La minihuelga intermitente en el tranvía de Zaragoza causa serios perjuicios y molestias al vecindario. Por el simple hecho de que la movilidad en el eje Norte-Sur de la ciudad está monopolizada en gran medida por ese (estupendo) medio, y si se para... no hay alternativa. Tampoco tendría por qué haberla, dada la alta capacidad de una plataforma que, mejor organizada, debería dar más de sí.

En realidad, el impacto de la movilización de los tranviarios es el habitual de cualquier acción similar cuando se produce en un servicio público esencial y obviamente único. Huelgas de tal naturaleza y en ese tipo de ámbitos son siempre muy duras para quienes las protagonizan, y sobre todo para quienes las padecen: la gente. Pero además la naturaleza de semejantes conflictos se convierte en un complicado laberinto de intereses y responsabilidades. La causa es evidente: en la mayor parte de los casos se trata de prestaciones de titularidad pública, pero gestionadas y dispensadas por empresas privadas.

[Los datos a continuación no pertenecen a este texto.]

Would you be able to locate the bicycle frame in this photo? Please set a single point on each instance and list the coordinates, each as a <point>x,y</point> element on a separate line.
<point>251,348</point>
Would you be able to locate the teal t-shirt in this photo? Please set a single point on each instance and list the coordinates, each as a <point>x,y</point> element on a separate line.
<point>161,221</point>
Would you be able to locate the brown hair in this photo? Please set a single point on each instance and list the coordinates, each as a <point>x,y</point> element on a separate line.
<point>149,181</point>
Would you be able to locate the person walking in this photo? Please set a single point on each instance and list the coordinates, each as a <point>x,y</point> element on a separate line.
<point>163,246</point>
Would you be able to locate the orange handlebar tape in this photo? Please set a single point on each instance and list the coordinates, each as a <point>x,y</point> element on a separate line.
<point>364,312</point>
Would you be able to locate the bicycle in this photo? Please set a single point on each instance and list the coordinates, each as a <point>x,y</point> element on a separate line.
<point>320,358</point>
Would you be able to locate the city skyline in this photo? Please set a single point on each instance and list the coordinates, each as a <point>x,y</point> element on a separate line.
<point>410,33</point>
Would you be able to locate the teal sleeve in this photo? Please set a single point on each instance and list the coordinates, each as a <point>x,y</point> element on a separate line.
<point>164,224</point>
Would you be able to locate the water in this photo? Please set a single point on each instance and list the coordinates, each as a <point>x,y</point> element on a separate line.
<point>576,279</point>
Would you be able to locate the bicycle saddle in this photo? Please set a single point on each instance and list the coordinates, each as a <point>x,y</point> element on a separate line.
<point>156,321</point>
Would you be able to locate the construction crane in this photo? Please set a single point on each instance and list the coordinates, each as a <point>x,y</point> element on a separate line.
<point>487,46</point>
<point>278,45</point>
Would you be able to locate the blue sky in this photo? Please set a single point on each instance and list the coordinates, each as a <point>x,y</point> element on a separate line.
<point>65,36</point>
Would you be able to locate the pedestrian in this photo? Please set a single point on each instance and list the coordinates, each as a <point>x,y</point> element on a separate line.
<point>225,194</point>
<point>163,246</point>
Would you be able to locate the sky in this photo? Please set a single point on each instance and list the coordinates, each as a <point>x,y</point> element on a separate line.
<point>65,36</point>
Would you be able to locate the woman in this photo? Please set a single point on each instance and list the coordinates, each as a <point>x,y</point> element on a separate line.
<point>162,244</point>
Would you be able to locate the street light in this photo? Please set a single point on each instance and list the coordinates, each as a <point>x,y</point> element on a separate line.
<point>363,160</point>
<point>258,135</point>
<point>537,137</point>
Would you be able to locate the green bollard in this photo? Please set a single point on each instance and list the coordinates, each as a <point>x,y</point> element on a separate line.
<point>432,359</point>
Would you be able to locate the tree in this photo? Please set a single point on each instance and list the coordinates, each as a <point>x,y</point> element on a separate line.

El tranvía zaragozano, como también los autobuses, la limpieza, la depuradora de La Cartuja o los parques y jardines, están en manos de sociedades privadas o mixtas con mayoría privada. En ellas las relaciones laborales son un asunto de lo más particular. Tal vez el ayuntamiento pueda mediar o proponer soluciones en caso de enfrentamiento entre trabajadores y dirección. Puede limitar el alcance de los paros imponiendo servicios mínimos (pero respetando siempre el derecho de huelga). Puede incluso mejorar las condiciones económicas de la concesión. Pero no puede resolver directamente el conflicto ni garantizar el cumplimiento de los pactos.

Y así estamos. Lo público es, en realidad, muy poco público. Salvo cuando toca pagar, claro. Ahora mismo, el propio Gobierno de España ha tenido que ponerse de perfil mientras la italiana Atlantia y la hispana ACS (Florentino Pérez, que va como una moto) se hacen con Abertis, la mayor concesionaria de servicios ¿públicos? de todo el país. Un país en el que mandan... los que mandan.